Whatever the merits of the Bromfield Road scheme, I don’t approve of aggressive tactics by developers. Public engagement in the original scheme was very poor – there wasn’t even a public exhibition. There hasn’t been any public engagement at all this time. The developer hasn’t even updated its website. And while we are talking of updating, the transport assessment still refers to the 704 bus which has not run for years. The design and access statement thinks the 722 serves the Leisure Centre, which it never has. These developers are so disengaged with Ludlow, they can’t even get their facts right about something as simple as buses.

I think it’s quite insulting that the developers claim that the planning committee debate on the original proposal was “misguided” and that “the reasons for refusal were not entirely clear from the debate.” Planning committee members work very hard to study huge volumes of documents and to understand the technical issues as well as the broad principles of a development. Like a jury, planning committees comprise lay members, not professionals. They take professional advice, which they are fully entitled to reject. It doesn’t mean they are always right. Planning decisions are about weighing up a range of considerations and that can be a hard balancing act. But right or wrong in developers’ eyes, planning committee decisions should be respected.
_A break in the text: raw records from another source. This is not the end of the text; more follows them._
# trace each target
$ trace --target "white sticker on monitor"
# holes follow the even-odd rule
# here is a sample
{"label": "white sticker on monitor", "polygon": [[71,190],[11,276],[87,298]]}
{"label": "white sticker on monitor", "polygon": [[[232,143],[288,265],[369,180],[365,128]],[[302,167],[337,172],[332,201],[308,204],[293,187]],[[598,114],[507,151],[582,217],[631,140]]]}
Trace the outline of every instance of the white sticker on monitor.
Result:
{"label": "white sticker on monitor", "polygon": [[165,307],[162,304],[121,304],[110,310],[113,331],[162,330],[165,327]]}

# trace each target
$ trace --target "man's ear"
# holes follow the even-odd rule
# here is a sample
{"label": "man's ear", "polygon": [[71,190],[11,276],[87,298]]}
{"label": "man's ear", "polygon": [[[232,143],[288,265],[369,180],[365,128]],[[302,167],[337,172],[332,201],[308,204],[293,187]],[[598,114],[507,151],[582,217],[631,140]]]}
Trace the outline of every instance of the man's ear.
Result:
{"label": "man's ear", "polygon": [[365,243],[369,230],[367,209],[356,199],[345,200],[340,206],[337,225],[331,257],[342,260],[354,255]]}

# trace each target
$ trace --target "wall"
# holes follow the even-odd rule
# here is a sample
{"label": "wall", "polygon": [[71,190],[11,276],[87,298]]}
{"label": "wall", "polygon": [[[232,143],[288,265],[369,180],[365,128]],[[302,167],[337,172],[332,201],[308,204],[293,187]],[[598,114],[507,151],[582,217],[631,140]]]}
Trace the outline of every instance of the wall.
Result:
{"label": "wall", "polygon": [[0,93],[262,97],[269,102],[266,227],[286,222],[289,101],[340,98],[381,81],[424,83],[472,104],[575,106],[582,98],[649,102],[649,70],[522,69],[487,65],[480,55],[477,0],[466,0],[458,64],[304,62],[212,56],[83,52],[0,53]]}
That’s the way that democracy works, not by kowtowing to heavy handed tactics from developers. Unfortunately, aggressive action by developers is not a material reason for rejecting a planning application.
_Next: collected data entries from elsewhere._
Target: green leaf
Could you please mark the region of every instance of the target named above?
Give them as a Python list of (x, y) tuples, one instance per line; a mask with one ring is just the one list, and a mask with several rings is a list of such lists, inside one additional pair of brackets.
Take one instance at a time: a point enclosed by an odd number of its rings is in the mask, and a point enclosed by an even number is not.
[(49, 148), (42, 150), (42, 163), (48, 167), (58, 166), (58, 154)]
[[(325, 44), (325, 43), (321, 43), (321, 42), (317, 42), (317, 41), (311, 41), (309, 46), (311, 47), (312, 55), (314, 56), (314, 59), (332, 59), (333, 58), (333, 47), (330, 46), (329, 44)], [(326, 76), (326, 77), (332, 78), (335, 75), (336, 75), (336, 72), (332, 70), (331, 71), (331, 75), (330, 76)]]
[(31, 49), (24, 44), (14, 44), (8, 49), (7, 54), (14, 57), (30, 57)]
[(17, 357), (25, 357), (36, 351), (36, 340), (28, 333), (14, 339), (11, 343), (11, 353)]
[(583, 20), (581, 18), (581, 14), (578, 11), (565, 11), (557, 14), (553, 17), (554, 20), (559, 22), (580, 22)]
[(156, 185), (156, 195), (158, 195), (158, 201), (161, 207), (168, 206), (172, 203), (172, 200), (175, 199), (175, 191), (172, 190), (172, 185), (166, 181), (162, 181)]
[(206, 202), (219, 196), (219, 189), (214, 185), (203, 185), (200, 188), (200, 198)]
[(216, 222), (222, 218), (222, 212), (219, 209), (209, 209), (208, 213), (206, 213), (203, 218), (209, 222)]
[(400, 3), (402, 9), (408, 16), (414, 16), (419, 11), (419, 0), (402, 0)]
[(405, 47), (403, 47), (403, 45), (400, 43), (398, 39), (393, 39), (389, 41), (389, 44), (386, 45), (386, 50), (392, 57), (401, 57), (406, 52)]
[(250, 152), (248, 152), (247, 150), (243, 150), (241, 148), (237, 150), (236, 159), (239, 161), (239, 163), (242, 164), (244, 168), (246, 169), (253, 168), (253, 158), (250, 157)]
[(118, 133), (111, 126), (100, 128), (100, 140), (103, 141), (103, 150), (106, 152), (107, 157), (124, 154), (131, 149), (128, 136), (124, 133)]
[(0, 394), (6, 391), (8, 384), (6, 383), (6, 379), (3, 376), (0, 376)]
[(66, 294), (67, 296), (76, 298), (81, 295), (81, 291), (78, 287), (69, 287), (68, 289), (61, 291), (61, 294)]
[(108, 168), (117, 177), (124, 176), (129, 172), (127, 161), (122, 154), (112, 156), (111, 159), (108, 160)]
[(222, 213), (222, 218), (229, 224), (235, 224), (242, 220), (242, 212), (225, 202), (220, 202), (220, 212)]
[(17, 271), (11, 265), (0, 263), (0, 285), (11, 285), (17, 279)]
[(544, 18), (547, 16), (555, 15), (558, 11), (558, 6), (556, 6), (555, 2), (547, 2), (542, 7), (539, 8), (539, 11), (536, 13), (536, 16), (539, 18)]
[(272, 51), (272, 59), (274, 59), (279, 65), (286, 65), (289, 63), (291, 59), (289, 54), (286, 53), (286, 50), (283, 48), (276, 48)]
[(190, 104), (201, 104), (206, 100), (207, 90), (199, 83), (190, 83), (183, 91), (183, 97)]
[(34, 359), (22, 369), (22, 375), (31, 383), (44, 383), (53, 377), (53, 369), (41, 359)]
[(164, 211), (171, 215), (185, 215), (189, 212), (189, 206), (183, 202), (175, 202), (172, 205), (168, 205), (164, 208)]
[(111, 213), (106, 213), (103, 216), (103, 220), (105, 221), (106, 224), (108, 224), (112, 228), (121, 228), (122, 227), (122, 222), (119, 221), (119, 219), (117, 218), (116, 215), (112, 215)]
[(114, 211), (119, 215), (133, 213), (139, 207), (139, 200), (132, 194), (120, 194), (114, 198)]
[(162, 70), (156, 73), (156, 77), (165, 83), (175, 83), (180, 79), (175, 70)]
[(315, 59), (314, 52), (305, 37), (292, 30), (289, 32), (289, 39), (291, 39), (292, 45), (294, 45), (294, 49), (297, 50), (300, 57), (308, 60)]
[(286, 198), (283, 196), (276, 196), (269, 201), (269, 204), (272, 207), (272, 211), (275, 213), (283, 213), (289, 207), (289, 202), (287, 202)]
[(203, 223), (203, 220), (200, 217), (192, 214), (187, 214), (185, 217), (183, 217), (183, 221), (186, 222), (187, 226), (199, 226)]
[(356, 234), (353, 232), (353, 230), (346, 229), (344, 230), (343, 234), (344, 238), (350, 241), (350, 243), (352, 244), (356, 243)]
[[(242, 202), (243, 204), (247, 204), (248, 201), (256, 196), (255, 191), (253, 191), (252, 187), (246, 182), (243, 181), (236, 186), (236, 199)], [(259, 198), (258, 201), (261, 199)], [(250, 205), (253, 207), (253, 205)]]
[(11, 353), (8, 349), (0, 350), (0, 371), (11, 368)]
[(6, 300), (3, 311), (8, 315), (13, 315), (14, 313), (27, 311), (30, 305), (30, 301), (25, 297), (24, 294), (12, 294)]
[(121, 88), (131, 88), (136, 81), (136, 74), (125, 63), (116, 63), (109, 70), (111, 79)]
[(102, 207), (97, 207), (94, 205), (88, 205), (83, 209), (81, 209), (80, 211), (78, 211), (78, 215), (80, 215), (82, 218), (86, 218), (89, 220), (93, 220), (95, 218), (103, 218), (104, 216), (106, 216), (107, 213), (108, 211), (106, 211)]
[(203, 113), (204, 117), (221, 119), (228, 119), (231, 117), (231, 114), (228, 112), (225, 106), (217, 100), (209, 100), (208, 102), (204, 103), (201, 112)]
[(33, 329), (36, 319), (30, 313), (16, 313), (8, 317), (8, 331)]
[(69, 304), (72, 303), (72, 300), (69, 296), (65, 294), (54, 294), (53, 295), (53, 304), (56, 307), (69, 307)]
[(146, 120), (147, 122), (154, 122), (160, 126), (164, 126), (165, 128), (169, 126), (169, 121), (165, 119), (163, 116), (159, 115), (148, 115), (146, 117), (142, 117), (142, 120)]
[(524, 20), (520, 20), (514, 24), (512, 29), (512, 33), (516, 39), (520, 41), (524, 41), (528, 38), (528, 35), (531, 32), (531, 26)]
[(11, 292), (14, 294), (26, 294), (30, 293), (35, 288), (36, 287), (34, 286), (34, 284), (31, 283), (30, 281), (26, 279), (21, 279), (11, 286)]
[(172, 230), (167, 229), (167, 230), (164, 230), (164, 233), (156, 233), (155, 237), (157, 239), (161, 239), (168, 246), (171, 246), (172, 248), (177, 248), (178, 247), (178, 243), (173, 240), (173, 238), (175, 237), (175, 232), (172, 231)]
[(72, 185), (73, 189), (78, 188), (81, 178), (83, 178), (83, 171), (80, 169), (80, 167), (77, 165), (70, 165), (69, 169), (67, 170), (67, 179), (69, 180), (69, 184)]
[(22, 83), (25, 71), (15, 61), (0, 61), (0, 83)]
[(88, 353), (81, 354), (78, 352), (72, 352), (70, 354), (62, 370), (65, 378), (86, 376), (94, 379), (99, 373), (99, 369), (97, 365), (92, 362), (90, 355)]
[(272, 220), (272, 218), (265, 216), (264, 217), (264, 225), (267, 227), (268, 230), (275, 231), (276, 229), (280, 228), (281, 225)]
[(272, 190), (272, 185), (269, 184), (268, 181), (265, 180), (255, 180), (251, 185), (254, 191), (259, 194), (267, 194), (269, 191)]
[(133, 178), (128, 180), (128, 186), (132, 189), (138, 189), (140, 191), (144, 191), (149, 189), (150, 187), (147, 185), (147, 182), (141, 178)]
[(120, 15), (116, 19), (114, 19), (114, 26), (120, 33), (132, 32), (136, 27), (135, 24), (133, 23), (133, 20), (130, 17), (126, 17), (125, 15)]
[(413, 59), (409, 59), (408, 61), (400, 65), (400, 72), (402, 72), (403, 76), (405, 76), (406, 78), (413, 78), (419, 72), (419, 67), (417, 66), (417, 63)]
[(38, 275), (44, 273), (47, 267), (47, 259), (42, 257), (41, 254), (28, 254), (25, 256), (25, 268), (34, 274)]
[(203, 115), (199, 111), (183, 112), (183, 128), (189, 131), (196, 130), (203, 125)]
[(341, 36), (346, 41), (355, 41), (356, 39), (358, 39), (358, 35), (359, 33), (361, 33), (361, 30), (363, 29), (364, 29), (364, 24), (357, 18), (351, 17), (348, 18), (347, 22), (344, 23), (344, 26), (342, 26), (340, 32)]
I am a member of the South Planning Committee. On planning applications in Ludlow North such as this, I have a right to speak to the planning committee, but I cannot engage in the subsequent debate or vote.

Update 6 October – I stand by my words

The agent for the developers contacted me today. He wanted to make it clear that this planning application has not yet been sent to the planning inspectorate on appeal. I’ve never suggested that. It has not been submitted to appeal – I checked before I wrote the blog. But the documents submitted with the planning application warned that the developer intended to appeal very quickly. The exact words in the planning statement are:

1.19 The applicant intends to submit an appeal to the Secretary of State against this decision and this is likely to be determined at a Public Inquiry sometime early in the New Year. Officers are well aware of the Council’s poor prospects of defending the appeal and the considerable potential for an award of costs against the Council should it fail to substantiate and justify its decision with appropriate evidence.

That was the basis of my blog and the accusation of being heavy handed. I stand by my words.

At the same time, the agent told me Shropshire Council has the opportunity to take the Fishmore View footbridge out of the plans. If the council refuses the new application, the footbridge will be kept in when the plans go to appeal and the agent expects the planning inspectorate to approve it.

I stand by my words about the heavy handed approach to this application.